Lana Del Rey is one of the biggest female names in the music industry, but behind all the smoky haze and Old Hollywood glam, her lyrics provide a less than stunning image of womanhood.
During a show in Ridgefield, Washington last week, Lana slipped in an announcement that her new album “Honeymoon” will drop this September.
In order to see what kind of subject matter we can expect in the new release, it might be wise to see what sort of messages Lana has threaded throughout her work so far.
In her debut album, “Born to Die,” Lana describes a number of unhealthy relationships and reckless behavior sung in a sultry voice over moody, romantic beats.
In “Off to the Races,” the second track off the album, Lana sets the tone with the line, “My old man is a bad man,” while proceeding to sing of her undying affection for him.
The song goes on to depict a relationship of male-dominance, with Lana singing out lines like “Tell me you own me,” and willingly painting herself as entirely submissive to her male counterpart.

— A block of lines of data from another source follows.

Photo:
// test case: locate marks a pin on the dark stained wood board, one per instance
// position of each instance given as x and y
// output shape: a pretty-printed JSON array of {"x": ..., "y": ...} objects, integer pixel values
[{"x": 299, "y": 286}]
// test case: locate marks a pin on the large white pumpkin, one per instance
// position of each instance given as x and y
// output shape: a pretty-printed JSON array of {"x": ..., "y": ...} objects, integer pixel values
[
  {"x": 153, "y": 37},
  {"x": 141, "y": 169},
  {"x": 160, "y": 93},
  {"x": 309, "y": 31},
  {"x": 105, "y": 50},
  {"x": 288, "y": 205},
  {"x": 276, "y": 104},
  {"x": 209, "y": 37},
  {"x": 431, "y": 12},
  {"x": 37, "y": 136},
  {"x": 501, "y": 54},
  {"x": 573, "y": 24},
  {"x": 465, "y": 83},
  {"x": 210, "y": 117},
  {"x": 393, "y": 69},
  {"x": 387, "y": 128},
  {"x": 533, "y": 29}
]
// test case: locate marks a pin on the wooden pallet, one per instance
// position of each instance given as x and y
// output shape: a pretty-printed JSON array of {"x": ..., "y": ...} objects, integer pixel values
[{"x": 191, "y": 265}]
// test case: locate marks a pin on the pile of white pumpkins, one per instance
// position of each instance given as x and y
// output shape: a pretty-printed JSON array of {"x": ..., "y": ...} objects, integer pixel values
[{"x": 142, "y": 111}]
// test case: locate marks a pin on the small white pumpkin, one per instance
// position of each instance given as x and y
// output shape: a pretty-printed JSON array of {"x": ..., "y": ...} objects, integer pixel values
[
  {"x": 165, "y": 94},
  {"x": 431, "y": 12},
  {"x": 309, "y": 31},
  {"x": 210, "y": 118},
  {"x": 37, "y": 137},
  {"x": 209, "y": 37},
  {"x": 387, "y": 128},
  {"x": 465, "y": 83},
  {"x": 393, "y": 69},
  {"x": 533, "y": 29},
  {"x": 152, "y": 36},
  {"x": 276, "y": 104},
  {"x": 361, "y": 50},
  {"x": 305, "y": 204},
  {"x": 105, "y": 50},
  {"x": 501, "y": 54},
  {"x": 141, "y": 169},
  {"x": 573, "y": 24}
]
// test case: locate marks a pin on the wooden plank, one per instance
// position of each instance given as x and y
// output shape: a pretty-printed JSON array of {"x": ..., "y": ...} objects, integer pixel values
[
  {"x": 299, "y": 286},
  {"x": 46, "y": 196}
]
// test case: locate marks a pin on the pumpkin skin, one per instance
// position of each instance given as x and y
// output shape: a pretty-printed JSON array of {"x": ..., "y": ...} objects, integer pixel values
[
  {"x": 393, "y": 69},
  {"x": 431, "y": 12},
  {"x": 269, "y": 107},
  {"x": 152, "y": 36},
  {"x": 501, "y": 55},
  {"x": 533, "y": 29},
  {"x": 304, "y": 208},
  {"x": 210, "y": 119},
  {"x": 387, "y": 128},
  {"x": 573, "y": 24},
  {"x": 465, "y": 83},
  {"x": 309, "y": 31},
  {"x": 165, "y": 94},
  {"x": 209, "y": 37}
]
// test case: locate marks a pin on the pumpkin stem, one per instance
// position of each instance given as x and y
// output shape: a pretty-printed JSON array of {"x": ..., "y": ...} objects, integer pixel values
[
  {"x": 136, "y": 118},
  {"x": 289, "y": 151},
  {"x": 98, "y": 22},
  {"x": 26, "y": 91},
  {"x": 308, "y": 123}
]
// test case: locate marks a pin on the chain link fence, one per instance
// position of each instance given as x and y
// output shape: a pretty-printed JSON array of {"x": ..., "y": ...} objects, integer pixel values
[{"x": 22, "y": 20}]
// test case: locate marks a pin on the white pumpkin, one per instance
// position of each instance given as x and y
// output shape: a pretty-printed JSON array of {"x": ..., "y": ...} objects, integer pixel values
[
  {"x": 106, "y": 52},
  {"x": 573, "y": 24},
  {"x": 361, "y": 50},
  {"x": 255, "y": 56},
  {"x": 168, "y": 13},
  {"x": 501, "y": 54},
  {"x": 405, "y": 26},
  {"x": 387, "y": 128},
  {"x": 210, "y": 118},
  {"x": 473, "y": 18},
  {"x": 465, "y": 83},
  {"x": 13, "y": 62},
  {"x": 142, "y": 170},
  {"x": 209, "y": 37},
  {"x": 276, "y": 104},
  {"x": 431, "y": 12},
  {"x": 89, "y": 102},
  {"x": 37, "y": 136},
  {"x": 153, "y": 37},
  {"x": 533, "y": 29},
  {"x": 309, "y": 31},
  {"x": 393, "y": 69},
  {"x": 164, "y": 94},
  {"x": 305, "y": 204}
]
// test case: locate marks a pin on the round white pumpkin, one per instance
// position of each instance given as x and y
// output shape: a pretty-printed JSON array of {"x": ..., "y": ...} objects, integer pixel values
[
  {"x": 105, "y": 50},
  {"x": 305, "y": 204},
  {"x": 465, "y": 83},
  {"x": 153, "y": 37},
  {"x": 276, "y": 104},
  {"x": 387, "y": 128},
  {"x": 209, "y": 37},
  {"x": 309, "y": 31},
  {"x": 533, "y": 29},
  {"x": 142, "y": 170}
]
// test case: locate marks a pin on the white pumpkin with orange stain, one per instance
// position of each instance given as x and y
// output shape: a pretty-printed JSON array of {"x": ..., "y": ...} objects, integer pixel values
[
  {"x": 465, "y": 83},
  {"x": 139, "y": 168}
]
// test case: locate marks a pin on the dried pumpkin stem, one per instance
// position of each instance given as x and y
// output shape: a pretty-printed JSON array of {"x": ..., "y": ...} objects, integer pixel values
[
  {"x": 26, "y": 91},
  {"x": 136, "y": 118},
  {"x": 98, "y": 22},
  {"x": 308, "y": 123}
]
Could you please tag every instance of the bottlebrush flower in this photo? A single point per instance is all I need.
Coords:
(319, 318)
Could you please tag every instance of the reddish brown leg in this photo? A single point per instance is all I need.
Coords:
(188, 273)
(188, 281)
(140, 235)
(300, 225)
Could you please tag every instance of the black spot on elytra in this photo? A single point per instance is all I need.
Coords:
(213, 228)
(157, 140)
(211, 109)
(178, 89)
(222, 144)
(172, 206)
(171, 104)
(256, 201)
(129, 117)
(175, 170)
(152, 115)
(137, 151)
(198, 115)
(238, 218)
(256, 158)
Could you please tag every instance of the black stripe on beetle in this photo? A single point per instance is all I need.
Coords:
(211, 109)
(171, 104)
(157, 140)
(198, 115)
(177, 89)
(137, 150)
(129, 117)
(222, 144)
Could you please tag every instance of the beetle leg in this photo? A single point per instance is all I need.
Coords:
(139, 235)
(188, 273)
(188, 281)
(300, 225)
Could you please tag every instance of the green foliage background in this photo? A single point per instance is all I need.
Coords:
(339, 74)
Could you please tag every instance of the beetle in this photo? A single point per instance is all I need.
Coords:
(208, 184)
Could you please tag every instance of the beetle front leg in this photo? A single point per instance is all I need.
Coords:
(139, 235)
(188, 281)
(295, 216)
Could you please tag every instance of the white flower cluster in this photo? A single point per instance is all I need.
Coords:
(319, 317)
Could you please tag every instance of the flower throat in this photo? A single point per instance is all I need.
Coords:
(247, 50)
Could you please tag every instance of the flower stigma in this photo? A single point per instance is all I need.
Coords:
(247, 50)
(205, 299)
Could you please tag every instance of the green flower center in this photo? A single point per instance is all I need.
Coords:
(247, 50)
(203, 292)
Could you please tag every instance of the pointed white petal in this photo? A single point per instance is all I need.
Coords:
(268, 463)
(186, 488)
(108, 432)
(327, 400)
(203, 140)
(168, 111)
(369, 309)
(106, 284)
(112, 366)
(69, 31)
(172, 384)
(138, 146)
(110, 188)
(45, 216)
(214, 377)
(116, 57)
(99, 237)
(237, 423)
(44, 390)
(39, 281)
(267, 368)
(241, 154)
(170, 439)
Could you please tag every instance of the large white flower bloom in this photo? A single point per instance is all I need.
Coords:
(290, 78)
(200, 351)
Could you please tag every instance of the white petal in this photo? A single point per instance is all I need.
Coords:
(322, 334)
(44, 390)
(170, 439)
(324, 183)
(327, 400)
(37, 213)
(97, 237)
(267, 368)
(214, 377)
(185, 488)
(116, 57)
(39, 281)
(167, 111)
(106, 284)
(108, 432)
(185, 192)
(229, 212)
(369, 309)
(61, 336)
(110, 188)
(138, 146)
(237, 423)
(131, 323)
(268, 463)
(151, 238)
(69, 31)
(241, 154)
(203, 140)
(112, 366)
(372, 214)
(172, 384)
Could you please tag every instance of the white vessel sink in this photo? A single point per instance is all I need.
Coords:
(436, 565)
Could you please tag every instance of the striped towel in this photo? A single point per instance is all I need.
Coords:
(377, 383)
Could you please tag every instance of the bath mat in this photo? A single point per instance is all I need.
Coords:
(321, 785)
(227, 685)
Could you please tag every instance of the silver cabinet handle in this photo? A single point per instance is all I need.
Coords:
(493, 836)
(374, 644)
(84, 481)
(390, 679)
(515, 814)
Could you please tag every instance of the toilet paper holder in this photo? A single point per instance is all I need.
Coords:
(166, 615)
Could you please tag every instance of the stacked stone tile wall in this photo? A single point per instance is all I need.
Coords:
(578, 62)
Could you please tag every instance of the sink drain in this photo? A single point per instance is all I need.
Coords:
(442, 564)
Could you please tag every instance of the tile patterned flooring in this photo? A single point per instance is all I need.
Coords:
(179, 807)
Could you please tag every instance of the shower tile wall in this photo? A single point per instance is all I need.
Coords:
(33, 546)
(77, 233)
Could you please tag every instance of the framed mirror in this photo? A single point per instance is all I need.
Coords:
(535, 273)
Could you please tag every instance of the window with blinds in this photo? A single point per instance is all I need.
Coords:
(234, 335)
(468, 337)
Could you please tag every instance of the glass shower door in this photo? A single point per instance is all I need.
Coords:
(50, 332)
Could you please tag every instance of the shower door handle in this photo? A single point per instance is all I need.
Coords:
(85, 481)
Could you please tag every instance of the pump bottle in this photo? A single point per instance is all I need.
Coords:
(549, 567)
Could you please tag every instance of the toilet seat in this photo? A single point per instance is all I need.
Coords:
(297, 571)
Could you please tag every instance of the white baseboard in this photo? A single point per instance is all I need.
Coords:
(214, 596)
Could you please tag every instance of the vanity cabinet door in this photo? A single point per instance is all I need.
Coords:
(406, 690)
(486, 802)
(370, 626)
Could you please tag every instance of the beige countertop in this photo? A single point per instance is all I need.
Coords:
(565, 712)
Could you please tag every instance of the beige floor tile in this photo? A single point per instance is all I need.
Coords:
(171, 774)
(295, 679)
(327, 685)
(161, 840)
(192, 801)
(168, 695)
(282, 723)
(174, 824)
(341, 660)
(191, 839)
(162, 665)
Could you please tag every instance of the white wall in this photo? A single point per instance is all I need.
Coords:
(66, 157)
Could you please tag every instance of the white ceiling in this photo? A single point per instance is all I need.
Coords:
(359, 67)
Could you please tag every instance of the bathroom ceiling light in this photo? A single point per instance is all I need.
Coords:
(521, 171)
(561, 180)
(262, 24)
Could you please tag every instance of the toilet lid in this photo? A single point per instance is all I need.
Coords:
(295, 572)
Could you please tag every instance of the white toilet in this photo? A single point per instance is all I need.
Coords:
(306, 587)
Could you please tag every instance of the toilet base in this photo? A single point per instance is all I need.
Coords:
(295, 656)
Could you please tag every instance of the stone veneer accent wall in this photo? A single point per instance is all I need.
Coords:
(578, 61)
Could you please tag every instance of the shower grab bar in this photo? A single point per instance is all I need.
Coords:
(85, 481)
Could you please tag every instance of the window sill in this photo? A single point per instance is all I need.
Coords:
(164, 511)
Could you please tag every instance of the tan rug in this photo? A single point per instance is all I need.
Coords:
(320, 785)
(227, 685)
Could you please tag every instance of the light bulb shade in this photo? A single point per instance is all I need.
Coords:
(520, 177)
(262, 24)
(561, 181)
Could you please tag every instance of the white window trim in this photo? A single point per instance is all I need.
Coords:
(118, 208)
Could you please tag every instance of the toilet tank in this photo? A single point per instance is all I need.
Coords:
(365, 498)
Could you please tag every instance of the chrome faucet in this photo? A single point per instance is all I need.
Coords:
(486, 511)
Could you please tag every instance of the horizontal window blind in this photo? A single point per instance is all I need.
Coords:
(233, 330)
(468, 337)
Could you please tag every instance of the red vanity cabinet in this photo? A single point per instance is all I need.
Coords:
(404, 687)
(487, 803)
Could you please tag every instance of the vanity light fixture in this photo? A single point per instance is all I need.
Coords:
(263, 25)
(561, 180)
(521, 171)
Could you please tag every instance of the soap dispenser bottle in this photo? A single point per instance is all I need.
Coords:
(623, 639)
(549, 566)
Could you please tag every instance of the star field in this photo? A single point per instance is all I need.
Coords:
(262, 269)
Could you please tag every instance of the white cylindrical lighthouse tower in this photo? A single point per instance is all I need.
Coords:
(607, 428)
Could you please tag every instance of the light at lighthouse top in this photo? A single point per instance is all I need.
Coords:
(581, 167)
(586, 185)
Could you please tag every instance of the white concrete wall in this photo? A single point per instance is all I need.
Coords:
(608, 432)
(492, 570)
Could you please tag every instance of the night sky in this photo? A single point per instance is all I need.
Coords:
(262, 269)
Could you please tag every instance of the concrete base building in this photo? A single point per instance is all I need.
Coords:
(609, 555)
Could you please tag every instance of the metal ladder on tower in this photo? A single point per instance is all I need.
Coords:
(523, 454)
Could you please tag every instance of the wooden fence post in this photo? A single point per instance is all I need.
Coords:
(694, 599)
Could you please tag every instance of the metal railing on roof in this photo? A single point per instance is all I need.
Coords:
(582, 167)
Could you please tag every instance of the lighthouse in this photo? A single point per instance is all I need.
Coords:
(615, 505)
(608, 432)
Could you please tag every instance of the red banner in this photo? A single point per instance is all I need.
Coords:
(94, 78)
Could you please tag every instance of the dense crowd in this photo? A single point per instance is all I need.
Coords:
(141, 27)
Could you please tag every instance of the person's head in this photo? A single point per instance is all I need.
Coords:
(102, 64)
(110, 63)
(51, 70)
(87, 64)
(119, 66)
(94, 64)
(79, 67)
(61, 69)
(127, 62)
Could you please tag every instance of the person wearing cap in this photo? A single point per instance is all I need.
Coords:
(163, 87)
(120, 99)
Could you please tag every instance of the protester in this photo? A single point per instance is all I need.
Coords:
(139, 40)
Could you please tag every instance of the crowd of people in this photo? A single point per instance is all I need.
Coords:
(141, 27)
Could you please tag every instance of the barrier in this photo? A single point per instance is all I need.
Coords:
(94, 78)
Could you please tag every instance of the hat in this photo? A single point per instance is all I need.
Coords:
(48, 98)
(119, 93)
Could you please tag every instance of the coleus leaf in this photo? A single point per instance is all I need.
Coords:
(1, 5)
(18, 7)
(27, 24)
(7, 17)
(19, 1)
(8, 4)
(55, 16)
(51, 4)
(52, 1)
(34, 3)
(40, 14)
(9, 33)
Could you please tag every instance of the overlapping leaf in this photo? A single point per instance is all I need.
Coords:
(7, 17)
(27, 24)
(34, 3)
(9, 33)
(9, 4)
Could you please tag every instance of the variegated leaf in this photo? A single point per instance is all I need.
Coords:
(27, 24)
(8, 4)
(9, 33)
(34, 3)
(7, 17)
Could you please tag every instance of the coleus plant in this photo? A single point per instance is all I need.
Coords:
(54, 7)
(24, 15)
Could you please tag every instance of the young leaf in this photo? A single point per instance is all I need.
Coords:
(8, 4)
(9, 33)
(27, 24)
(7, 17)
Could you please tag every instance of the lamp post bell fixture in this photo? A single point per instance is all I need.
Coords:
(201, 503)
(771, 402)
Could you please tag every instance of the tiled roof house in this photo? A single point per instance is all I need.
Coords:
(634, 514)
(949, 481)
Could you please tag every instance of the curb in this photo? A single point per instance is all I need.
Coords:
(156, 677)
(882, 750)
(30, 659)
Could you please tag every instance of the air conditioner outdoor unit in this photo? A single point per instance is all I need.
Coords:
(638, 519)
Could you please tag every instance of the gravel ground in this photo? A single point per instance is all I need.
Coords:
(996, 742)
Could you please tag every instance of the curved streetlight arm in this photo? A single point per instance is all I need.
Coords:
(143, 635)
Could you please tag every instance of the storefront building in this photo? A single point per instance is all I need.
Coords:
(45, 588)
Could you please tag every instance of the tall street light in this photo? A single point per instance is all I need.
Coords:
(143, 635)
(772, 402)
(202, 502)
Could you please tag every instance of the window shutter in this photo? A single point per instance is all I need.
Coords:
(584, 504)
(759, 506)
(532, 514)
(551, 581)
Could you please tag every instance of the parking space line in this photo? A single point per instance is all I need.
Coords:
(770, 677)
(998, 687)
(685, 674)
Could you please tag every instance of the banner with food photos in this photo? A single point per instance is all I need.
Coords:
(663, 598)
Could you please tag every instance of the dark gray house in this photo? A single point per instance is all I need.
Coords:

One might be able to write this off as a mere bedroom preference if it weren’t for lines throughout the album like “I’m not afraid to say that I’d die without him. Who else is going to put up with me this way?” and “It’s all for you, everything I do,” that convey a clear sense of unhealthy dependency and a need for male-validation.
Lana’s received criticism for this in the past from fellow chart-topping singer, Lorde, who described this kind of “shirt-tugging, desperate, ‘don’t leave me’ stuff” as unhealthy for teenagers to listen to.
For the most part, the album maintains the same kind of underlying themes, and the extended “Paradise” addition follows suit with lines like “I’m nothing without you” and “I need you like a baby.”
The most disturbing thing about this is the way Lana paints these unbalanced relationships with “cons,” “liars” and “no good” men in such an affectionate tone.
Not only does she fail to condemn this outdated male-female power dynamic of inequality, but she willingly portrays herself as being valued almost solely in her sexuality, with lines like “I’m your little harlot,” and “If I get a little prettier, can I be your baby?”
The themes in Lana’s more recent work, “Ultraviolence,” only get darker.
In the title track, Lana repeats the lyrics “He hit me and it felt like a kiss,” as well as “He hurt me but it felt like true love,” in what you’d expect to be a painful remembrance of an abusive relationship. But in actuality, she asks for more of this “ultraviolence” and affirms her willingness to do anything for this man, calling their relationship a “blessed union.”
Whether it was her intention or not, romanticizing domestic abuse is dangerous territory when you have an audience of young, impressionable listeners, or any listeners at all for that matter.
All the struggle for gender equality needs is a powerful, chart-topping advocate for the battery of women.
Lana seems quite willing to put up with a fair amount of emotional abuse as well.
The premise of the song “Pretty When You Cry,” is essentially her willingness to be in a relationship with a man who cares nothing for her.
Ironically, she comes strikingly close to making a statement of female empowerment in this song with the lyric, “I’m stronger than all my men,” but quickly follows up with, “except for you.” Classic Lana.
“Sad Girl” has a similar theme, involving her willingness to tolerate heartache to be with a man of questionable character.
That may be just what to expect from a woman who doesn’t think feminism is an "interesting concept," but her ability to stay afloat in a society that is ever pressing for more gender equality is really quite astounding.
Old gender notions die hard, I suppose.
Admittedly, I myself enjoy Lana’s music. I find her chilly, vintage sound relatively unique despite its mainstream appeal.
I am not suggesting that we all boycott the new album in a grand show of bra-burning feminism, but only that we’d all be more conscious, informed listeners.